Chez l'auteur (p. 49).

VICTIME DU SORT


Il Y a des années, j’ai lu dans un journal un fait divers de vingt lignes qui aurait pu servir de thème à Maupassant pour un de ses admirables contes. Je veux le rappeler ici, car pour moi, cette petite histoire est comme un pur joyau que j’aurais ramassé sur ma route. Voici les faits :

Un ouvrier menuisier de Londres, était mort à quatre-vingt-six ans, laissant une fille assez âgée. Habituée à vivre du salaire de son père, elle se vit, celui-ci parti, dans la nécessité de gagner son pain. Elle se mit donc bouquetière, vendant des fleurs dans les rues de la grande ville. Par les journées d’accablante chaleur ou de pluie comme par les grands froids, elle allait avec son panier, invitant les passants à fleurir leur boutonnière. Le commerce était loin d’être florissant et son existence était précaire.
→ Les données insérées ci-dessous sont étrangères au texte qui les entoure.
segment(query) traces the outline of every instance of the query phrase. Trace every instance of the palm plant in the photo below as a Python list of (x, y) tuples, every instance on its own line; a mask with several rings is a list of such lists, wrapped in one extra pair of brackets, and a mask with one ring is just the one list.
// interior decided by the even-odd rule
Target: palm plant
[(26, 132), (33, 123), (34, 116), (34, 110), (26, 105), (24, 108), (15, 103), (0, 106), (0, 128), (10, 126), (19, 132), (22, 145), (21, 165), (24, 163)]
Souvent même, lorsque les affaires allaient trop mal, elle travaillait comme femme de peine, faisant des lavages, des ménages dans des maisons privées. Pour tout dire, elle gagnait péniblement sa vie. Avec l’âge, ses forces diminuaient et son labeur devenait par suite de plus en plus dur. Puis, il vint un jour où, pauvre loque humaine, elle se trouva incapable d’exécuter la moindre tâche. Des gens qui s’intéressaient à elle, la firent alors entrer à l’hospice. Pour régulariser son admission, l’on avait besoin de certaines pièces administratives. On lui demanda alors, si elle avait des papiers. Elle répondit que son père lui avait laissé une boîte en fer, mais qu’elle n’en possédait pas la clé et n’avait jamais pu l’ouvrir. On brisa la serrure et on découvrit qu’elle contenait une fortune de $90,000 en obligations du gouvernement et en argent.